À la suite de l'assouplissement des restrictions liées à la pandémie en Chine et du rééquilibrage de l'offre et de la demande qui s’est ensuivi au niveau mondial, l'inflation de l'IPC des biens au sens large a considérablement ralenti des deux côtés de l'Atlantique. Cependant, les récentes perturbations en mer Rouge - une route commerciale clé entre l'Europe et l'Asie, qui représente un dixième du volume des échanges mondiaux – font peser des incertitudes sur la poursuite de cette tendance.

Les délais de livraison s'allongent à mesure que les flottes marchandes changent d'itinéraire. Les taux spot mondiaux des conteneurs maritimes ont déjà presque triplé depuis le début du mois de décembre, ce qui ne manquera pas d'affecter les marges bénéficiaires, la production et les prix à la consommation (figure 5).

Ils reviennent toutefois de niveaux très bas – à peine un tiers de leurs sommets de fin 2021. À l’époque, le choc de l'offre s'était largement concentré sur la Chine, l'acteur le plus important du commerce mondial, qui abrite les plus grands ports du monde. Les achats occidentaux de biens étaient également soutenus par les généreux programmes de soutien liés à la pandémie. Depuis, l'économie des services s'est rouverte, tandis que la croissance de la demande globale s'est ralentie après la forte remontée des taux d'intérêt.

Un redémarrage de l'inflation liée aux biens est prévisible en raison des perturbations commerciales actuelles, mais son impact ne devrait pas, à notre avis, être trop sévère.

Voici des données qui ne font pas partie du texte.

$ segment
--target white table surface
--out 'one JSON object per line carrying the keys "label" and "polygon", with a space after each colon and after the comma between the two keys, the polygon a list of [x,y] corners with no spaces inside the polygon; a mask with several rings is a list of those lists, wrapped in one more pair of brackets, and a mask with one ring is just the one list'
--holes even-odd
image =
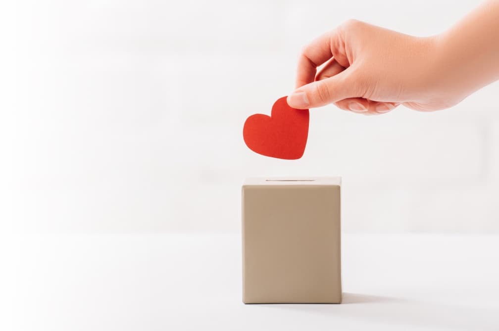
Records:
{"label": "white table surface", "polygon": [[343,237],[344,303],[241,301],[228,235],[3,235],[0,330],[499,330],[499,236]]}

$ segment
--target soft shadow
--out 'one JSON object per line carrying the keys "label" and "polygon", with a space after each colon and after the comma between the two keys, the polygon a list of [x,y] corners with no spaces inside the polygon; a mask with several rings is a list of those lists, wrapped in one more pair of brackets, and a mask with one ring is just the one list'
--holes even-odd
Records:
{"label": "soft shadow", "polygon": [[320,315],[334,323],[336,318],[382,325],[419,327],[425,329],[499,330],[499,309],[455,306],[431,301],[409,300],[357,293],[343,293],[341,305],[265,305],[295,313]]}
{"label": "soft shadow", "polygon": [[380,297],[378,296],[360,294],[359,293],[347,293],[343,292],[341,304],[342,305],[372,304],[377,302],[393,302],[395,301],[400,301],[400,300],[394,298],[389,298],[388,297]]}

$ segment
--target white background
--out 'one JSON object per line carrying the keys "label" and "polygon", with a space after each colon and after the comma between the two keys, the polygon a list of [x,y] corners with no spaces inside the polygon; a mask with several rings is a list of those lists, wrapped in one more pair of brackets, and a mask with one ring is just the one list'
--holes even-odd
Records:
{"label": "white background", "polygon": [[2,1],[0,231],[237,233],[245,177],[325,175],[345,232],[499,232],[497,83],[437,113],[313,110],[296,161],[242,134],[319,34],[431,35],[478,2]]}

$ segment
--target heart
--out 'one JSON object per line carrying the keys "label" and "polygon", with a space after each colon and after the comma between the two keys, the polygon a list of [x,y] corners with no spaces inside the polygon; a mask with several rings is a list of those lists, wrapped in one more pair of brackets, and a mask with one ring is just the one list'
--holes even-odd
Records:
{"label": "heart", "polygon": [[284,160],[299,159],[308,135],[308,110],[288,106],[287,97],[278,99],[270,116],[255,114],[246,119],[243,137],[250,150]]}

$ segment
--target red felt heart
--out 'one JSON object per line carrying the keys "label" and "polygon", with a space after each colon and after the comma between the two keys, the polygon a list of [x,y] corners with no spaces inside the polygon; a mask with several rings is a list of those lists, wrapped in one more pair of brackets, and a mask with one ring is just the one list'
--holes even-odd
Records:
{"label": "red felt heart", "polygon": [[243,137],[253,152],[285,160],[296,160],[303,155],[308,135],[308,110],[291,108],[286,98],[274,103],[270,116],[255,114],[247,119]]}

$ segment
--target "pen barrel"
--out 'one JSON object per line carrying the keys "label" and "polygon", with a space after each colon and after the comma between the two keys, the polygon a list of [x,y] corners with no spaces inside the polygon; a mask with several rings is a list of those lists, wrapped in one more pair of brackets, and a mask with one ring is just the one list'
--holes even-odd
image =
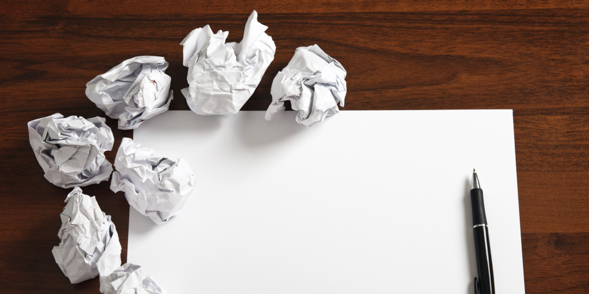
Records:
{"label": "pen barrel", "polygon": [[482,189],[471,189],[471,203],[472,205],[472,225],[487,225],[485,214],[485,202],[482,199]]}
{"label": "pen barrel", "polygon": [[489,229],[487,226],[472,229],[475,237],[475,252],[477,255],[477,269],[480,286],[479,294],[495,294],[495,278],[493,276],[493,262],[491,258],[491,243]]}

L’inflation persiste dans les services

Les prix des services, qui sont l’une des principales composantes des paniers de l'IPC américain et européen, ont progressivement ralenti, mais ils demeurent l'élément le plus tenace de l'équation de l'inflation. La principale menace provient de la forte croissance des salaires, d'autant plus que les marchés de l’emploi apparaissent toujours tendus. Aux États-Unis, par exemple, le taux de chômage est toujours proche de son niveau le plus bas depuis un demi-siècle, tandis que celui de la zone euro est à son plus bas depuis le début du siècle, moment de la formation du bloc. Si le taux de chômage du Royaume-Uni n'est pas aussi remarquable d'un point de vue historique, il reste très bas et, après une première hausse, il a en fait chuté au cours du second semestre de l’an dernier.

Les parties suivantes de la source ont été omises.